Cohésion des équipes soignantes et crise du Covid-19

La crise du Covid-19 agit comme un véritable catalyseur des énergies plurielles d’une équipe soignante. C’est là que converge à la fois le but ou l’objectif ultime (soigner ou sauver des vies) et la vocation (ceux à quoi nous aspirons en exerçant ce métier).

On fait, le temps d’une période incertaine, abstraction de nos divergences passées, de nos personnalités pour nous concentrer sur notre objectif collectif principal.

Cet objectif collectif principal ou sens commun, en temps normal, est parfois difficile à mettre en œuvre et repose, le plus souvent, sur les compétences managériales de l’encadrement.

Dans le cas de la période du Covid-19, le leadership de l’encadrement (ou sa capacité d’influence) semble être passé au second plan, au profit de missions de soutien et régulation. On peut même penser que c’est l’équipe soignante qui partage le leadership.

Les conditions de travail et questions salariales sont toujours présentes à l’esprit, mais on voit bien aussi, que les équipes n’en font pas une condition pour exercer leurs missions. Qu’en serait-il sinon ?

Si la cohésion de l’équipe dépasse les conditions de travail (manque de moyens humains, risque de contamination, salaire bas, horaires atypiques et absence de repos), les conditions matérielles (manque de masques, manque de places et de lits) et la charge mentale qui va avec, ce qui compte bien avant tout et qui ressort dans cette période de crise du Covid-19, c’est la satisfaction du besoin de reconnaissance.

Nous aurons observé pendant cette période plusieurs exemples de ferveur populaire envers les soignants : temps d’applaudissements et chants, livraisons de repas gratuits, marques de soutien diverses, campagnes de dons au profit de fondations ou organismes soutenant les soignants etc.
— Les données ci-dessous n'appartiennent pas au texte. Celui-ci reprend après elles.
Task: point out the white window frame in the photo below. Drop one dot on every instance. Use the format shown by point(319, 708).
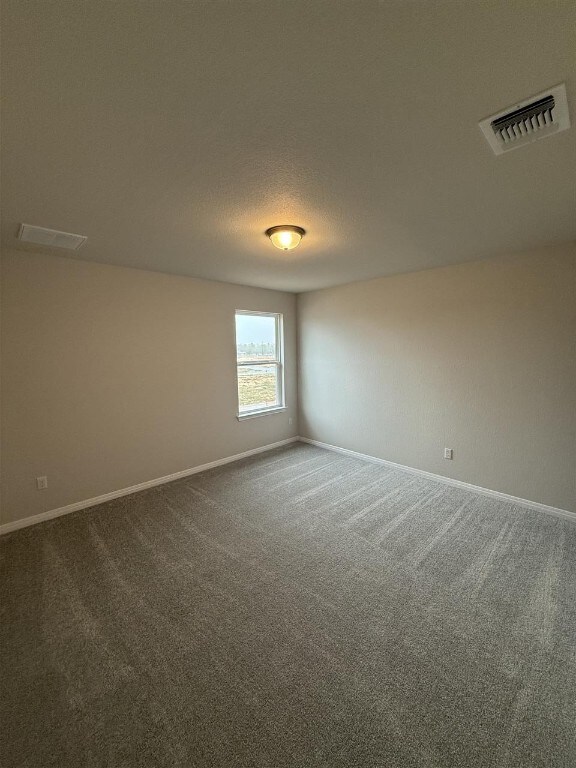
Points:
point(278, 362)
On retrouve en cette période de Covid-19, les principaux ingrédients pour créer une équipe soignante performante :

  • Un sentiment d’urgence digne de satisfaire la vocation des professionnels,
  • La convergence d’intérêts personnels et d’intérêts communs,
  • De la reconnaissance et un soutien manifeste.

Pourtant la compétence à travailler en équipe, au premier niveau de maturité d’une équipe (c’est-à-dire avant la cohésion), n’est pas naturelle. Elle s’acquière au fil d’expériences variées dans différents services ou au moyen de formation permettant de cheminer sur sa propre réflexion du travail en équipe.

Heureusement, le Covid-19 disparaîtra un jour et les équipes retrouveront un travail « normal » (avec ses périodes de tension, voire de crise également, mais qui feront moins appel au sens commun).

Pour aider les équipes à progresser sur ses compétences collectives, il est toutefois nécessaire d’investir dans de bons outils ou des compétences clés tels qu’une communication saine (décodage des émotions et gestion du conflit), des temps d’analyse de la pratique (qui participent à régulation des tensions entre co-équipiers), et des temps de respiration au quotidien.

Du côté du management ou de l’encadrement, une capacité à co-construire une vision partagée, à générer de la confiance, ainsi qu’une action en continue sur la prévention des risques psycho-sociaux.